Prime Minister Narendra Modi has set up two cabinet committees to spur investment and growth and skills and jobs. That the PM, who had avoided the device of the cabinet committee during the first term, has now set up two is a sign that the style of functioning will be different in Modi’s second term, and that’s good. That he will himself head both committees is a sign of the importance and seriousness attached to these vital issues, which had got submerged in the welter of the nationalism and Hindutva-charged election campaign. Modi’s and Finance Minister Nirmala Sitharaman’s priority should be to reverse the economic sluggishness that has firmly set in.

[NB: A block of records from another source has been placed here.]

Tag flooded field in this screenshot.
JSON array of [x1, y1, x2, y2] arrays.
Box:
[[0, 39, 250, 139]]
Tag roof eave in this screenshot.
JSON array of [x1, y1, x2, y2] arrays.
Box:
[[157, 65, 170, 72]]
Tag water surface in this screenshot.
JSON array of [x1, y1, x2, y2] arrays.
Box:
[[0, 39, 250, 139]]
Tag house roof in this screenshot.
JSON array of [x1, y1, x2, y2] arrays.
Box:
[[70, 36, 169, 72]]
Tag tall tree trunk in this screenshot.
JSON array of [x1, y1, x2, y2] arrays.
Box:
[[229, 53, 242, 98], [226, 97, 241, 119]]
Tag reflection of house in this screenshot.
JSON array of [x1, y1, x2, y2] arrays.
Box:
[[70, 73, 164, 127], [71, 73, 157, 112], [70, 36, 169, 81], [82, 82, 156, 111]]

Wheels must be set in motion to achieve 10% GDP growth, with infrastructure expansion at the core. For this, big-ticket reforms are needed to revive both domestic and foreign investment cycles to push up economic growth and job creation. This should not be difficult with the ruling NDA commanding 353 seats in the Lok Sabha.

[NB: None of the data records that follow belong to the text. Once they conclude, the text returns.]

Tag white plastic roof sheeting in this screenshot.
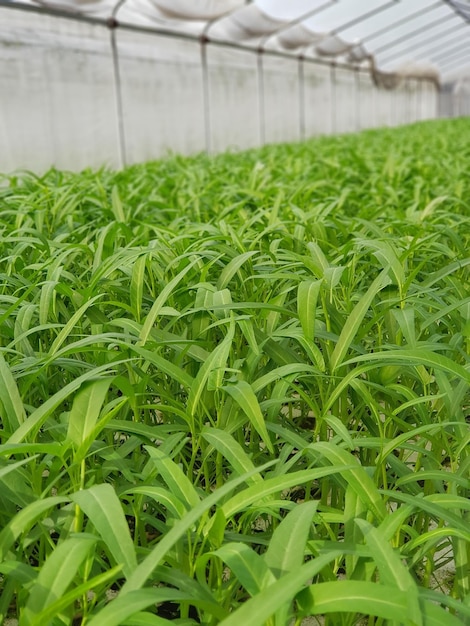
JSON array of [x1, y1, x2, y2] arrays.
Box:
[[4, 0, 468, 79]]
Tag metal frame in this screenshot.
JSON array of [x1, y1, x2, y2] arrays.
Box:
[[332, 0, 400, 36], [432, 42, 470, 63], [379, 20, 466, 65], [0, 0, 448, 80], [373, 11, 457, 55], [253, 1, 338, 146], [438, 48, 470, 70], [110, 0, 129, 167], [361, 2, 443, 44], [442, 0, 470, 23], [0, 0, 358, 71], [443, 51, 470, 74], [0, 0, 451, 164], [382, 22, 468, 65]]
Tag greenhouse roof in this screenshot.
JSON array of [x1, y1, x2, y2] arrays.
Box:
[[2, 0, 470, 80]]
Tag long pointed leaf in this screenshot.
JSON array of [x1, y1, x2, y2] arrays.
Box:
[[72, 484, 137, 578]]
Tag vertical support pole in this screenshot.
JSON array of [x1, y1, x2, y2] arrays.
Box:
[[406, 78, 413, 124], [298, 55, 306, 141], [330, 63, 336, 135], [418, 79, 424, 121], [257, 49, 265, 146], [200, 36, 212, 154], [354, 68, 360, 132], [109, 19, 127, 168], [373, 81, 378, 129]]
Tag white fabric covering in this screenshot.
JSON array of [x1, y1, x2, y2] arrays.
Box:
[[275, 23, 326, 50], [316, 35, 354, 57], [33, 0, 115, 16], [151, 0, 244, 20], [347, 43, 370, 63], [208, 5, 284, 42]]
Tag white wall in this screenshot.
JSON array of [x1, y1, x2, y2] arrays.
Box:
[[0, 9, 121, 172], [0, 7, 439, 173]]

To tackle rural distress and improve farm incomes, one option is to link farmers to the commodities market through the e-nam platform and bring all the mandis onto it. Farm income support scheme could, at best, be a temporary and transitory measure, diversifying the income avenues for farmers should become the Centre’s priority. Involving farmers and their educated wards in the delivery of cost-based commercial and social services in rural areas should be considered. For instance, banking, insurance, pension and community services should be handed over to farmers as individuals, collectives or cooperatives. Leveraging un-irrigated wasteland and common village resources like water and forests with investments up to Rs 55,000 crore in the next three years could take the burden off the farmlands to induce prosperity in rural India.

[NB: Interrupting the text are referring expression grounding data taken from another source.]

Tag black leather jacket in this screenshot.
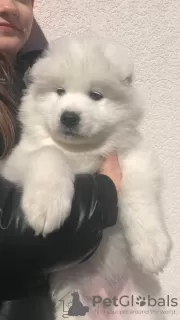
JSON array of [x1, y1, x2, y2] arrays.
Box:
[[0, 50, 119, 319], [0, 174, 118, 319]]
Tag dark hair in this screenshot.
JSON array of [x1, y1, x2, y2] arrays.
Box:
[[0, 53, 17, 159]]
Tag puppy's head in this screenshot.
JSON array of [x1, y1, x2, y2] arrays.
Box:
[[25, 36, 142, 147]]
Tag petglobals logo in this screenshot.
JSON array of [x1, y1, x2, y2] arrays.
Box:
[[92, 295, 178, 308], [57, 291, 178, 318]]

Unlike in Modi 1.0, when most schemes of the previous UPA government were gift-wrapped and given new names, Modi 2.0 will have to unveil its signature economic agenda to revive sputtering industrial growth and exports. While public investment lead growth in Modi 1.0, domestic and foreign investments will have to take the lead now. The government must divest speedily from the likes of Air India. Consolidation of State-run banks, followed by trimming of the government’s stake in them to 33%, must be a priority, too. Modi 2.0 must move quickly to evolve a national consensus on labour reforms and revive tripartite negotiations with workers’ unions to tackle spreading industrial unrest. Making land acquisition easy for businesses at competitive prices should be linked to realising projects on the ground with firm timelines. Nirmala Sitharaman’s first budget, to be presented on July 5, must set the stage for the much-needed reforms.